Improving operational performance and reducing fuel consumption is increasingly important for shipping companies. Ship performance degrades over time due to hull and propeller fouling; therefore assessing when fouling effects are significant enough to warrant cleaning is critical. Advancements in onboard data logging systems, combined with machine learning techniques, unlock the potential to predict fouling effects accurately and determine when to clean. This study evaluates five models for shaft power prediction: Multiple Linear Regression, Decision Tree (AdaBoost), K – Nearest Neighbours, Artificial Neural Network and Random Forest. The importance of pre-processing is highlighted, contributing to the creation of a model with lower errors than previous studies. The significance of environmental parameters was explored, with the novel integration of wave statistics to the operational dataset, and simulated power-speed curves created from predictions to identify performance deterioration due to fouling. The Random Forest model was most effective in predicting shaft power, with an error of 1.17%. The addition of ‘Days Since Clean’ and ‘Significant Wave Height’ increased prediction accuracy by 0.07% and 0.12% respectively.

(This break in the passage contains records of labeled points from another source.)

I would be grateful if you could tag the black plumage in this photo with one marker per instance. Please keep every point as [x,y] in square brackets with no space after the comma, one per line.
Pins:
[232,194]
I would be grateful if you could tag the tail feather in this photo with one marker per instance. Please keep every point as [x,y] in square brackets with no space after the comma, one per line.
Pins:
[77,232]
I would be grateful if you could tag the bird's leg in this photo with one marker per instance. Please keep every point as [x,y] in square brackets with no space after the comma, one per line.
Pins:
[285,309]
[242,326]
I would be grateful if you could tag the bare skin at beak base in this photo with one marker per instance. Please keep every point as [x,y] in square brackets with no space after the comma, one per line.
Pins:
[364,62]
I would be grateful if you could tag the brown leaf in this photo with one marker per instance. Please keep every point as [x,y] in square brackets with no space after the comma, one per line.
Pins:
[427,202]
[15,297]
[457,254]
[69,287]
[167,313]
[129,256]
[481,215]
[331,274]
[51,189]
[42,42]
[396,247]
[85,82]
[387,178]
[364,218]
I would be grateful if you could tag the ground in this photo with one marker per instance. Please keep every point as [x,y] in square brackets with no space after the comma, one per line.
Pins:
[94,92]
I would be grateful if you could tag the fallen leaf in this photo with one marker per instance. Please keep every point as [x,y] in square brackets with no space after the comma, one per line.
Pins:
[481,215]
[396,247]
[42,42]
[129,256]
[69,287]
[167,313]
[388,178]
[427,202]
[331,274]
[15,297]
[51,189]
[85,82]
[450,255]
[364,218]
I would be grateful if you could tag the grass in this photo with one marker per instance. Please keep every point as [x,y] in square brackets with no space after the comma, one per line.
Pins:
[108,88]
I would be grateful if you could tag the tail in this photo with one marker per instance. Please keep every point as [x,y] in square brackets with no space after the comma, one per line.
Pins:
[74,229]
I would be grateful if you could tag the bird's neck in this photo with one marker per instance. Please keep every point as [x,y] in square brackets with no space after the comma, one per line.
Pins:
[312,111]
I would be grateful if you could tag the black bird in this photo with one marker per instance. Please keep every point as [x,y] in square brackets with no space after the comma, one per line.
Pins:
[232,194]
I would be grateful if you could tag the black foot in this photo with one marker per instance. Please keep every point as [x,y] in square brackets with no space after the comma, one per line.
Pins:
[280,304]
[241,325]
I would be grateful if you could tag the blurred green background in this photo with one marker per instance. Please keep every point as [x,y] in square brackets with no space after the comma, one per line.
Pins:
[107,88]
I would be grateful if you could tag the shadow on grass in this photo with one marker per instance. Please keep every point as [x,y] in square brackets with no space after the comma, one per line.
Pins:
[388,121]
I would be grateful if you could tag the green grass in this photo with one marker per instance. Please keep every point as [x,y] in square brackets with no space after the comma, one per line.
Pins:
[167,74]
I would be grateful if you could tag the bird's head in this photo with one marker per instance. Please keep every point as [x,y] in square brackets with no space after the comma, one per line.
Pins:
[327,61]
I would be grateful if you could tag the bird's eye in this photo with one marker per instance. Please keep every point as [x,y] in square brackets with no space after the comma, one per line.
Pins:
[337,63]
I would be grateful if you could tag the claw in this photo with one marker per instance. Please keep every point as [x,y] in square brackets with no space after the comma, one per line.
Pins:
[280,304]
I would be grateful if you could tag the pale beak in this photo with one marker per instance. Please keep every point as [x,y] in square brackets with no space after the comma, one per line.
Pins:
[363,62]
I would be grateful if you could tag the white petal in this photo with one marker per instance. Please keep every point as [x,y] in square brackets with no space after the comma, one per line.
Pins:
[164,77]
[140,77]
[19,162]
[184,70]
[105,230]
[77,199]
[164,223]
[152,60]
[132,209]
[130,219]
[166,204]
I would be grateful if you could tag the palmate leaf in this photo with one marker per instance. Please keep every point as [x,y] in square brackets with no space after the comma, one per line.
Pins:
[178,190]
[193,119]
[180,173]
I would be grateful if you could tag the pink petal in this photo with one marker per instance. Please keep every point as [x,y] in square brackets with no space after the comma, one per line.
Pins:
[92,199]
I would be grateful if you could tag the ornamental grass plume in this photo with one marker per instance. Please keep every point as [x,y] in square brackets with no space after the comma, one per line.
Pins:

Simulated power-speed curves revealed a 5.2% increase in shaft power due to fouling. This study provides operators with a method to determine when to conduct hull and propeller cleaning.

Type: Article
Title: Machine learning for shaft power prediction and analysis of fouling related performance deterioration
Open access status: An open access version is available from UCL Discovery
DOI: 10.1016/j.oceaneng.2021.108886
Publisher version: https://doi.org/10.1016/j.oceaneng.2021.108886
Language: English
Additional information: This version is the author accepted manuscript. For information on re-use, please refer to the publisher’s terms and conditions.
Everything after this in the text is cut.